Centro Cívico, la vuelta. El Centro Cívico se constituía por lo que sigue: la heladería Disney (!!!) -cerrada-; una panificadora; el museo de Pueblo Liebig y el museo histórico de Liebig. C1 y C2 recorren el museo -histórico- en 30 segundos y empiezan a creer que van a tener que hacer dedo para volver. Oscurecida la tarde, preguntan por la existencia de algún remís. La respuesta, elocuente hasta la médula, es la siguiente: "el marido de la mujer que está allá enfrente es remisero pero no está el auto". La sangre de ambos empieza a congelarse. Consultan a los lugareños por algúna especie de rodado, ómnibus, colectivo, carreta. La respuesta es satisfactoria pero dado el lugar, la hora y el ambiente, resulta poco contundente: a las siete pasa el colectivo, dice una matrona. Preguntan dónde para; la respuesta es: donde ustedes quieran, incluso las fuezas vivas de la comunidad local se ofrece a detenerlo. Esperan ateridos el colectivo, cebándose unos semiamargos. A las siete menos cinco escuchan el ronquido sordo de un motor gasolero. C2 casi se arroja bajo sus ruedas para que detenga su marcha. El colectivero les hace la seña de que vuelve: con prusiana puntualidad el colectivo Otero les abre sus puertas. Ambos se despiden de la fantasmagórica comarca. C1 con la esperanza de volver más temprano algún día. C2 con la esperanza de no tener que volver jamás.

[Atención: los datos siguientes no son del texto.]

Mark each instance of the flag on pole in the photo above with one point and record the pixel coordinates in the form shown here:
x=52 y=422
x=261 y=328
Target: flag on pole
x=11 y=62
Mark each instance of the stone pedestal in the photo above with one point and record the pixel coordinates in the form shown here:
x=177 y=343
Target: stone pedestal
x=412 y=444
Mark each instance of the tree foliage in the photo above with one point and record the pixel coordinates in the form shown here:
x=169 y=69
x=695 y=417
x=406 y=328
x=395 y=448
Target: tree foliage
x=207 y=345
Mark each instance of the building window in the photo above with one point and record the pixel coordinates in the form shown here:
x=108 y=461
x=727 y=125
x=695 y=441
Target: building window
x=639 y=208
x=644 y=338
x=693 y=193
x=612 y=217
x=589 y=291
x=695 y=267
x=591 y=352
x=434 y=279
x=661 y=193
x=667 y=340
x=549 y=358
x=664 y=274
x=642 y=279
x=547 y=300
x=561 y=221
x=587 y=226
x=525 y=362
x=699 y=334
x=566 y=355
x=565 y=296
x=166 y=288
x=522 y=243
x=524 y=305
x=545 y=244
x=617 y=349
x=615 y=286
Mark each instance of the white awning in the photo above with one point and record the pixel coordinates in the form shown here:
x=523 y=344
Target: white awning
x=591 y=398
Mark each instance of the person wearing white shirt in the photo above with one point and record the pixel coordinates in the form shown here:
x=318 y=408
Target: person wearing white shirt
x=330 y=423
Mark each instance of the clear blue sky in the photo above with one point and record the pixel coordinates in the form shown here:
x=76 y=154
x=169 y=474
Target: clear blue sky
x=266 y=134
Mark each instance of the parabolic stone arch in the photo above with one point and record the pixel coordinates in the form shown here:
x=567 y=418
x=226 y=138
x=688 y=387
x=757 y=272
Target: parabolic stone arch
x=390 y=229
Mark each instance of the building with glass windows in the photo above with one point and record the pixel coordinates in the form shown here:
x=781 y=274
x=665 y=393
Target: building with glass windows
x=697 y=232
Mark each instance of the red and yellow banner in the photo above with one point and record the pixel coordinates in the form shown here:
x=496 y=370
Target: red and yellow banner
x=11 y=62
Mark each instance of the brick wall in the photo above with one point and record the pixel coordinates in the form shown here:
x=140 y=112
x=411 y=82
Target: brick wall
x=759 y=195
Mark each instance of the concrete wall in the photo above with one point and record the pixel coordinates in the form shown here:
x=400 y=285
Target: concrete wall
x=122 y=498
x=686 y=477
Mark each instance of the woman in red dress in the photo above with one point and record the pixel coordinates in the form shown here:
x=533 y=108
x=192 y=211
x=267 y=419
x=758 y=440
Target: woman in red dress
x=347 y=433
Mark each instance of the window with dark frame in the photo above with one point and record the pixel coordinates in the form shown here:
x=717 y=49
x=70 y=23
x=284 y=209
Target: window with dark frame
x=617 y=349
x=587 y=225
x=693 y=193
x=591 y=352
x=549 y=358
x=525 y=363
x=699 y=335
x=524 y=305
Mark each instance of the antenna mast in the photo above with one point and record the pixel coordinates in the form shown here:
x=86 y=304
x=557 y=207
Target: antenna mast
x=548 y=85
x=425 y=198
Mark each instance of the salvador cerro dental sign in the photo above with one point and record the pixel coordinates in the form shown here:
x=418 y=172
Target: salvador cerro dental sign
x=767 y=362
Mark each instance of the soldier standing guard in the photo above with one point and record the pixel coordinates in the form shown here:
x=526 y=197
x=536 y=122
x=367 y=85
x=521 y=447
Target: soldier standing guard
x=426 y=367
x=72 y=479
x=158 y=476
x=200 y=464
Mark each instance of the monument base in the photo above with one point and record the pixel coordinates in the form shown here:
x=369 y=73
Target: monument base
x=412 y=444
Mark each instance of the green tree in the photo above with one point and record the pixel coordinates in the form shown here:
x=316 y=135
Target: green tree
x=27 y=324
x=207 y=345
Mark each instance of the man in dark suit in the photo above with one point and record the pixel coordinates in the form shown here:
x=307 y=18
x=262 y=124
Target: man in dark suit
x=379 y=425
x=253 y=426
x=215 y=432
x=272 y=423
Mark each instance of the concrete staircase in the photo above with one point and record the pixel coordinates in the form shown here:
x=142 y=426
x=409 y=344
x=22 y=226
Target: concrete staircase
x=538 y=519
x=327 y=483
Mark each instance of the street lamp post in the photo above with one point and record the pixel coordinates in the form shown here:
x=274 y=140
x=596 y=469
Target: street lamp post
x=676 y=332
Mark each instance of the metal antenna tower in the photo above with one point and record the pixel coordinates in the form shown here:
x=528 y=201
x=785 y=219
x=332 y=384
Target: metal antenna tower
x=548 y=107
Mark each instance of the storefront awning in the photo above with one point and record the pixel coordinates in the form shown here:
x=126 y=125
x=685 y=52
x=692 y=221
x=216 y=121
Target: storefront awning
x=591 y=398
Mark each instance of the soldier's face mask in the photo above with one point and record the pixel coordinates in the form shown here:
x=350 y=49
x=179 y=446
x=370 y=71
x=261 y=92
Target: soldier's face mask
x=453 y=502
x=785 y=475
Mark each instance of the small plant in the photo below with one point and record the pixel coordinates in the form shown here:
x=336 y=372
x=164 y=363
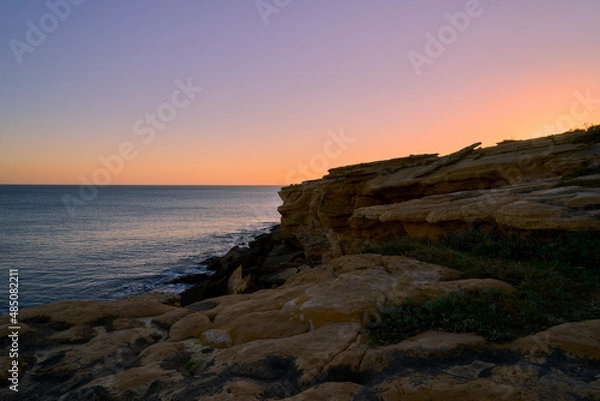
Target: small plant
x=556 y=281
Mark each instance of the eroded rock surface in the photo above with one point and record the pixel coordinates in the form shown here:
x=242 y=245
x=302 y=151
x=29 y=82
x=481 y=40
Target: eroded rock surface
x=538 y=186
x=302 y=341
x=287 y=317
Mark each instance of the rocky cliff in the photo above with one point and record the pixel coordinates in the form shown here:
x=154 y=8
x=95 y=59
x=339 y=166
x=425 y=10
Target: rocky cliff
x=539 y=186
x=291 y=316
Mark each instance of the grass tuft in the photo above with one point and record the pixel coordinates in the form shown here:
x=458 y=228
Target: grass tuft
x=555 y=281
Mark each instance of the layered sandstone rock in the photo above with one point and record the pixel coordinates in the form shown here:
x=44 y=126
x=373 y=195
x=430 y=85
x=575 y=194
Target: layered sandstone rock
x=287 y=318
x=303 y=341
x=540 y=185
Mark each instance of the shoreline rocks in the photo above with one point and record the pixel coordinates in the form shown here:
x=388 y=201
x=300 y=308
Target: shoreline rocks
x=287 y=318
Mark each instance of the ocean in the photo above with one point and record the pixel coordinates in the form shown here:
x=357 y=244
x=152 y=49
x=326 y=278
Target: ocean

C2, muerte y resurrección. En el hogar, C2 se dispone a tomar una siesta, alegando el cansancio propio de los turistas. Su compañero, elige ver la transmisión de Boca-Independiente. Pasados unos minutos, C2 le indica que se siente mal, que tiene frio, que tiene una fiebre galopante, que le duele todo el cuerpo. C1 elige seguir viendo el match deportivo, creyendo que se encuentra ante otra clásica patraña de su compañera con el fin de molestarlo cuando mira fútbol, o simplemente, para quedarse con toda la sábana y el acolchado. Aparentemente, la elevada fiebre de C2, la lleva a decir que estaba a punto de morir si es que ya no lo había hecho, considerando lo helado que sentía su cuerpo. C1, en la cumbre de su cinismo, le aconseja no ir hacia la luz, curiosity kills the cat, habría dicho Borges. Asegura C1, que le escuchó decir entre el rechine de los dientes que ella estaba "preparada" para que EL (el Señor, ¿se entiende?) se la lleve. Muchas veces, la mejor cura es la medicina; muchas otras veces, la mejor cura es la amenaza de la medicina. C1 amenazó a C2 con llevarla, incluso como bolsa de papa, hasta la farmacia más cercana. "Por arte de magia" diría algún mal escritor, C2 comenzó a sentirse mejor. Tanto que cuando fueron a cenar, su subjetividad ya funcionaba en plenitud: rechazó un matambrito tiernizado alegando que este no era ni más ni menos que azotillo hervido. Estaba curada.